Using the Sieve of Eratosthenes, we start with every number between 2 and our max. Then each time we find a new prime, we remove all of its multiples from our list of numbers. Any remaining numbers are prime. In ruby, that might look something like this:

```# set max
max = 100

# initialize primes array, include two nil values so that
# each index is the same as number at said index

primes = [nil, nil, *2..max]

# Because we are removing multiples, the highest number
# we have to run the seive on is the square root of your max
(2..Math.sqrt(max)).each do |p|

# from i² to max, mark each multiple of i as nil if i is still
# in the list of primes
(i**2..max).step(i) { |m| primes[m] = nil }  if primes[i]

end

# compact primes array to remove nil values
primes = primes.compact

# => [2, 3, 5, 7, 11, 13, 17, 19, 23, 29, 31, 37, 41, 43, 47, 53, 59, 61, 67, 71, 73, 79, 83, 89, 97]
```

Tracking the number of operations for this method, we end up with only 113 operations to find our primes. Since we eliminate unnecessary numbers, and quit as soon as mathematically possible we are able to bring the Time complexity of finding all primes less than a given a max down to O(n).

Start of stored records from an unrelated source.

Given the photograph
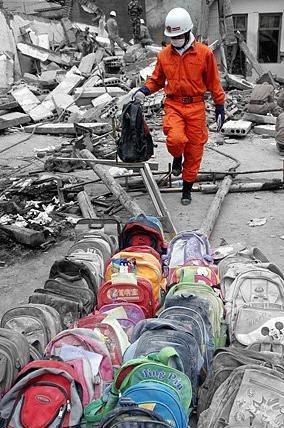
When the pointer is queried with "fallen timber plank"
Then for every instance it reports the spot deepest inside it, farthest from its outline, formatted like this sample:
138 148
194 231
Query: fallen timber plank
244 187
208 223
65 128
129 204
157 199
23 235
86 205
135 165
235 187
97 91
13 119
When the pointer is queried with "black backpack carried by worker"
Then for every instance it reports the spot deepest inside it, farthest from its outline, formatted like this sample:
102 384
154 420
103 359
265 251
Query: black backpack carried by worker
135 143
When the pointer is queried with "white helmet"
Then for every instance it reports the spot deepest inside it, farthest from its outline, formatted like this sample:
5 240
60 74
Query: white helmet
178 21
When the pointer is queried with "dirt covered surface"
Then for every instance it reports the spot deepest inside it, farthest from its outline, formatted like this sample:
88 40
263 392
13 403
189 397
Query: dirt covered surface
23 269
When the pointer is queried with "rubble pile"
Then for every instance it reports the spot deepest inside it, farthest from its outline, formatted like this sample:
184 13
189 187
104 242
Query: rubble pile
78 90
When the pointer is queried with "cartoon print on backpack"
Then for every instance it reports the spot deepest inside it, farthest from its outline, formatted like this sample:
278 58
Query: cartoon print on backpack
275 333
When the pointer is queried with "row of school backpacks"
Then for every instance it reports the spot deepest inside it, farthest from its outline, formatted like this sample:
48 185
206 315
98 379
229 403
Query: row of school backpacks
69 293
246 383
188 319
144 354
79 362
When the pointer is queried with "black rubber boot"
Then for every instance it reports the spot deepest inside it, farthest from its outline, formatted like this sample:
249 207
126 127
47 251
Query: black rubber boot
177 166
186 192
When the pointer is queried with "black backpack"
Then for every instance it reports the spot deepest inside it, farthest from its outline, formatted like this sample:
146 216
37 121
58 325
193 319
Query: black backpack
135 143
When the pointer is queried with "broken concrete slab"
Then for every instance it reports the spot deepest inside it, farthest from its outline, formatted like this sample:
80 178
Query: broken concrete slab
44 54
69 30
265 130
260 118
13 119
68 84
87 63
238 82
97 91
62 101
31 104
25 98
67 128
102 100
236 127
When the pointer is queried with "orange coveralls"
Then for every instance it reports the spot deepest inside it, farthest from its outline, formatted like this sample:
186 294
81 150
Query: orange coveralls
187 75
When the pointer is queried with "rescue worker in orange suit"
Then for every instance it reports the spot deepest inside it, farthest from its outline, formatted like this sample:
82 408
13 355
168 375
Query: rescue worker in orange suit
186 69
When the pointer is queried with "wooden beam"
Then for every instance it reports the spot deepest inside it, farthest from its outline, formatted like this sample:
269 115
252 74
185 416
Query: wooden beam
159 202
129 204
128 165
208 223
23 235
65 128
86 205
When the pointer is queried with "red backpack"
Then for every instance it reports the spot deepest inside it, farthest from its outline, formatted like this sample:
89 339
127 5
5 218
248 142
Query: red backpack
141 294
143 230
45 392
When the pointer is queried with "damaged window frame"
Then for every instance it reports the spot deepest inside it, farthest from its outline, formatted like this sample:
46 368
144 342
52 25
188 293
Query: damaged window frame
269 29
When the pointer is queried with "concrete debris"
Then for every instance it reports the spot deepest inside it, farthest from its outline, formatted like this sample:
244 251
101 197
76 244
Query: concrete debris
61 79
257 222
265 130
236 127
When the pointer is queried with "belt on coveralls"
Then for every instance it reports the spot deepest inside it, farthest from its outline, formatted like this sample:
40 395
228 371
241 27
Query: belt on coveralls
186 100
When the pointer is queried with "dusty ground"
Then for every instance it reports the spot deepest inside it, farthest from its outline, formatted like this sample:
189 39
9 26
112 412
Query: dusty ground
17 282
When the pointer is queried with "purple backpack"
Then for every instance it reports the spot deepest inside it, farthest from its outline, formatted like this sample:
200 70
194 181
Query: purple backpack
188 248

The drawback of a sieve, however, is that it is relatively space inefficient. In the brute force method we only store numbers after we find them; in a sieve of Eratosthenes, we have to originally store an index of every number between `0`and `max` before we can compact it down when we are done with our computations. This gives us a Space Complexity of O(n) where n is the max number instead of the number of primes.

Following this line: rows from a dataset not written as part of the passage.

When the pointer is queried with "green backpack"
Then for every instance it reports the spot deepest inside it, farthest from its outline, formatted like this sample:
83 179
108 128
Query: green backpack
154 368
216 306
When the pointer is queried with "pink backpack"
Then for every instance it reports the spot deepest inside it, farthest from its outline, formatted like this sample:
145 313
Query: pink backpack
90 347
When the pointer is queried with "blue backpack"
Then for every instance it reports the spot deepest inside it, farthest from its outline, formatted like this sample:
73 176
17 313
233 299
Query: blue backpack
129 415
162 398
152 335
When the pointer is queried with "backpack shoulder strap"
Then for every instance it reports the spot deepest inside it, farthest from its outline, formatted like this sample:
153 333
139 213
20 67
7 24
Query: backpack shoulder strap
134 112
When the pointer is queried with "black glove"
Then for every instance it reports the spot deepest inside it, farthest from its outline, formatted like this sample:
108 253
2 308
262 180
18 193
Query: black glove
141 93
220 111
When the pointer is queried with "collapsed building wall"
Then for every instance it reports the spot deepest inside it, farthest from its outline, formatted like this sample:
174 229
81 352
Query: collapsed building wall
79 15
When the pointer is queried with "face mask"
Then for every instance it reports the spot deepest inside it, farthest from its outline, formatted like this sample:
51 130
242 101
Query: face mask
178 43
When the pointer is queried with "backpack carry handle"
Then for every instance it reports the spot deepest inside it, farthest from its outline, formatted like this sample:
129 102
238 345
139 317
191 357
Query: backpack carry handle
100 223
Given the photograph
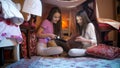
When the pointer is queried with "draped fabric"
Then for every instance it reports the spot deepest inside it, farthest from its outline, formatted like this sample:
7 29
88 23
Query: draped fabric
90 7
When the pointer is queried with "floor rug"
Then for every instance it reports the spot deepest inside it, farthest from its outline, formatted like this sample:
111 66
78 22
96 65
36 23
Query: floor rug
80 62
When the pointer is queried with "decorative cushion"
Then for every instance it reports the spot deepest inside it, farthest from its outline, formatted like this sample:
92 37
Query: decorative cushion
104 51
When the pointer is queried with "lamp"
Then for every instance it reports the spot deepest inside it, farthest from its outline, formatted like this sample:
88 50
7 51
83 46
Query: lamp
33 8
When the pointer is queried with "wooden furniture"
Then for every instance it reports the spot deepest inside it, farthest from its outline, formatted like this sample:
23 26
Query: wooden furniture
117 10
27 31
8 43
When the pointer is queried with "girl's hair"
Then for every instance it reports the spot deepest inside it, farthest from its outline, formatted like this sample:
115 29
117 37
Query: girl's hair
85 21
57 26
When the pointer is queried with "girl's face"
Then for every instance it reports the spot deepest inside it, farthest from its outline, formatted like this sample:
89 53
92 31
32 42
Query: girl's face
56 17
79 20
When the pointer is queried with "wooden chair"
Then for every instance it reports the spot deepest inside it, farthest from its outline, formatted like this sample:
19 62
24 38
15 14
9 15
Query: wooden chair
9 43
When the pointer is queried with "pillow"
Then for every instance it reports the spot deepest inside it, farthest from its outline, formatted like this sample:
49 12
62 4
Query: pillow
104 51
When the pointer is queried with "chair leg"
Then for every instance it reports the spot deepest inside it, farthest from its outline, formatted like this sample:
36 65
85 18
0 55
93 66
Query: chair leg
16 53
2 56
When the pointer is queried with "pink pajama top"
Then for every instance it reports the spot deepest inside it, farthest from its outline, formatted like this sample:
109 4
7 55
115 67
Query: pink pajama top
48 28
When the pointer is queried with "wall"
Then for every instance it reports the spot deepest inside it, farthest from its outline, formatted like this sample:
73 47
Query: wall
106 8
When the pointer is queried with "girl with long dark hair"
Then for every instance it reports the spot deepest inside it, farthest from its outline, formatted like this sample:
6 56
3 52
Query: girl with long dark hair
50 28
87 35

### Wrapping Up: Space or Speed

Now that we have our array of primes, calculating strong primes is easy:

```primes = [2, 3, 5, 7, 11, 13, 17, 19, 23, 29, 31, 37, 41, 43, 47, 53, 59, 61, 67, 71, 73, 79, 83, 89, 97]

strong_primes = []

primes.each_with_index do |prime, i|
if i > 0 && i < primes.length - 1
strong_primes << prime if prime > (primes[i-1] + primes[i+1])/2
end
end
strong_primes
# => [11, 17, 29, 37, 41, 59, 67, 71, 79]
```

In most algorithmic problems, there is a trade off between small, clean iterative solutions and their more complex computationally efficient counterparts. Which one you choose will depend on the situation, but what it almost always boils down to is the answer to the following question:

Do you need to use minimal space, or get maximum speed?